La quasi totalità degli adulti che accettano (87%) è inoltre convinta che dare in cambio l’accesso ai propri contatti sia il giusto prezzo da pagare per accedere a ciò che interessa, un dato che, anche se sale per i minori al 94%, dimostra come non vi sia alcuna differenza tra il comportamento tra i due gruppi di riferimento. Eppure gli intervistati in Regione dubitano della sicurezza della conservazione dei dati (il 40% degli adulti e il 37% dei ragazzi hanno dubbi sulla sicurezza, il 10% degli adulti e il 24% dei ragazzi non sanno chi li usa e il 27% degli adulti e il 28% dei ragazzi non sanno dove vengano conservati). Sono molto rari anche gli interventi per gestire e correggere la propria immagine digitale. L’81% dei minori e l’87% degli adulti del Lazio dichiarano che quasi mai cancella o modifica qualcosa postato in passato e 9 ragazzi e adulti su 10 quasi mai tolgono il tag del proprio nome da una foto postata online o cancellano commenti di altre persone.

I ragazzi laziali dimostrano comunque una certa prudenza nelle impostazioni della privacy su Facebook: il 66% restringe la visibilità dei post ai soli amici, in linea con la media nazionale. Probabili ma lontani da sé, nel Lazio, sono gli scenari associati ad un possibile uso strumentale dei dati raccolti, come ad esempio la possibilità di accedere ad un colloquio di lavoro. Un adulto su 10 pensa che non potrà capitare mai (perché o sarà vietato per legge o perché non è realistico) che una persona in cerca di lavoro non venga convocata al colloquio iniziale perché i dati disponibili su internet ne tracciano un profilo negativo (per esempio di persona poco seria o aggressiva). Per 2 adulti su 5 questo potrebbe capitare, ma non di certo a lui; di contro, 2/5 dei ragazzi pensa che si tratti di casi che riguardano solo gli adulti. “Di fronte a questi dati emerge con forza la necessità di un’azione educativa rivolta non solo ai ragazzi ma soprattutto agli adulti e, allo stesso tempo, l’importanza di muoversi per garantire una efficace attuazione in Italia – da parte delle istituzioni e delle aziende – della nuova regolamentazione europea sulla tutela e protezione dei dati personali, in particolare per quanto riguarda il consenso dei genitori all’utilizzo dei dati dei minori”, prosegue Raffaela Milano.
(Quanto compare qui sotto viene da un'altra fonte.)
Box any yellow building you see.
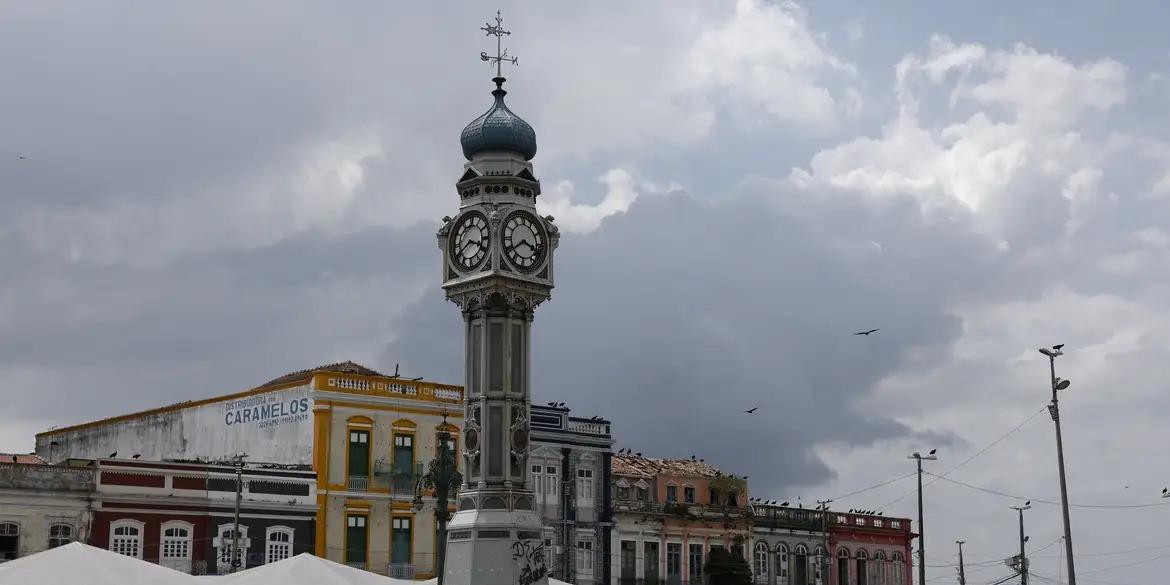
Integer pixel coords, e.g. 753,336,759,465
34,360,464,578
311,367,463,578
Intimità online. Anche quando si tratta della condivisione di materiale intimo e riservato online, la percezione di insicurezza tra adulti e ragazzi laziali è alta, a fronte, però, di forti contraddizioni nelle opinioni. Il 79% degli adulti e il 63% dei ragazzi intervistati credono che non sia mai sicuro condividere online foto e video intimi e riservati, e la responsabilità è equamente distribuita tra chi ha diffuso (lo pensa il 67% degli adulti e il 70% dei ragazzi) e chi in seguito ha condiviso in modo allargato e non autorizzato un contenuto (per il 61% degli adulti e il 74% dei ragazzi). Il 28% degli adulti e il 34% dei ragazzi, invece, sono convinti che sia sempre sicuro condividere foto o video intimi on line perché “lo fanno tutti”, mentre il 44% degli adulti e il 53% dei ragazzi, benché consapevoli dei rischi, ritengono che a volte non si abbia nessuna scelta alternativa. Il 48% degli adulti e il 53% dei ragazzi ritengono sia sicuro se conoscono personalmente quelli con cui condividono, il 38% degli adulti e il 46% di ragazzi se la condivisione è ristretta a utenti di cui ci si fida, anche se non ci si conosce di persona, o se ti fai promettere che i contenuti condivisi non saranno ulteriormente diffusi (24% degli adulti e 37% dei ragazzi), il 44% degli adulti e il 54% dei ragazzi se non è possibile essere riconosciuti (“non si vede il volto”), mentre 1 ragazzo e 1 adulto su 3 non lo ritiene un comportamento pericoloso se l’altra persona condivide a sua volta qualcosa di intimo.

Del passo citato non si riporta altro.